Throughout the narrative, Amis digresses into depicting different vistas of interstellar space. Looking on the vast range of the universe and its lifelessness serves the theme of mortality. In addition, the book deals with ideas of success, failure, and envy.

==Reception==
The New York Times said, "Amis is quite dazzling here [...] drags a bit around the middle, but you're never out of reach of a sparkly phrase, stiletto metaphor or drop-dead insight into the human condition." A further review from the same paper said "Amis has [an] idiosyncratic vision and his ability to articulate that vision in wonderfully edgy, street-smart prose [...] an uncompromising and highly ambitious novel that should also be a big popular hit." The Independent gave a less favourable review saying, "The Information has been seen as the conclusion of a London trilogy that opened with Money and London Fields - but that argument doesn't stand up. They're all the same book, a template worked over three times, retyped rather than rewritten [...] The Information reads like 500 pages of smart, highly finished extracts. It doesn't add up. It's a Herbie Hide of a novel, a pumped cruiserweight, flashy, fast, brave and hopelessly overmatched."

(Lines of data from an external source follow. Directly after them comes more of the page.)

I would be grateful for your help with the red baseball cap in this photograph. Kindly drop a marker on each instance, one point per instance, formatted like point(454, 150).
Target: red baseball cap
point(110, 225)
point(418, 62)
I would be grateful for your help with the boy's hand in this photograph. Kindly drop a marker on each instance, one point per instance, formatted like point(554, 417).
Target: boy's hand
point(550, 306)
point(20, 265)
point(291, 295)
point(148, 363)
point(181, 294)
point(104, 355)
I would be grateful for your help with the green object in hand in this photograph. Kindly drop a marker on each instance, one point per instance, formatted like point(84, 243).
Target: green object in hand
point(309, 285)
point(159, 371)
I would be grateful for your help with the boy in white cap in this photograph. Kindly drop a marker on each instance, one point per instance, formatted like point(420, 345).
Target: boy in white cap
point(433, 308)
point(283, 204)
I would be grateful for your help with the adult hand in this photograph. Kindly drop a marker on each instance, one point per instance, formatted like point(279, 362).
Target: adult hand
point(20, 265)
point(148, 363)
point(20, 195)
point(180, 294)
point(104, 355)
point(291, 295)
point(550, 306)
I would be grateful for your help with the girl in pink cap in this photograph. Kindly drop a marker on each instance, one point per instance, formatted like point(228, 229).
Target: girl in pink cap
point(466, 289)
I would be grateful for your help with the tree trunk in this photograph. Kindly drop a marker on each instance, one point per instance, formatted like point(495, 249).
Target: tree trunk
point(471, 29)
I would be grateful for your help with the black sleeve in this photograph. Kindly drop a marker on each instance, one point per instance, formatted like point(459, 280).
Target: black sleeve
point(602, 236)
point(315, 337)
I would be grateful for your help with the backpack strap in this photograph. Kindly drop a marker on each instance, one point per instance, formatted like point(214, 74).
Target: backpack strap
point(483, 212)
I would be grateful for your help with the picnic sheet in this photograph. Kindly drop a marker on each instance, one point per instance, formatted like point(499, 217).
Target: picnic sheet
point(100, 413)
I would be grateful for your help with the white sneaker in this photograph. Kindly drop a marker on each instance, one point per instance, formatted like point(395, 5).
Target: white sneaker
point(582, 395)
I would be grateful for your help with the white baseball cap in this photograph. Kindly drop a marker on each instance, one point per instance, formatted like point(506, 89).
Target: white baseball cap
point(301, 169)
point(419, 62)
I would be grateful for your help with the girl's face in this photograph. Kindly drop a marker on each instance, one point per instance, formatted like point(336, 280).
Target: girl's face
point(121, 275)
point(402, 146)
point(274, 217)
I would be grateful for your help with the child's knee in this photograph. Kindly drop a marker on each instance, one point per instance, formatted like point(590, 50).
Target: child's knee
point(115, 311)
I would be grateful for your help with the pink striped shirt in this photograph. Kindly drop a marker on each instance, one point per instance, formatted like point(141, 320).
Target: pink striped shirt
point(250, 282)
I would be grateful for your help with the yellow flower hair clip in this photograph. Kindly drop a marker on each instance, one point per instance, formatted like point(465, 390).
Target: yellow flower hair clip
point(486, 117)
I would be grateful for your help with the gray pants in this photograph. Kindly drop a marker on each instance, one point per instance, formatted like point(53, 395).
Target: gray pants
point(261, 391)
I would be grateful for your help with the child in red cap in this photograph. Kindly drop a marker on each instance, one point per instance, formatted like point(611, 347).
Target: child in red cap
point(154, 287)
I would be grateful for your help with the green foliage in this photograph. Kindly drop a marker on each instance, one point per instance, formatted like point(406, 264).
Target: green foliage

==Circumstances surrounding publication==
Amis came under attack for two reasons around the time The Information was published. Firstly, he had dropped his agent, Pat Kavanagh, wife of Julian Barnes, and had signed up with Andrew Wylie, perceived to be a more aggressive agent. Amis and Barnes had been friends but this caused a rift that was played out in public. Secondly, he received an almost unheard of advance for a literary novel (approximately £500,000 according to most sources) which caused what was described as resentment and envy amongst his peers.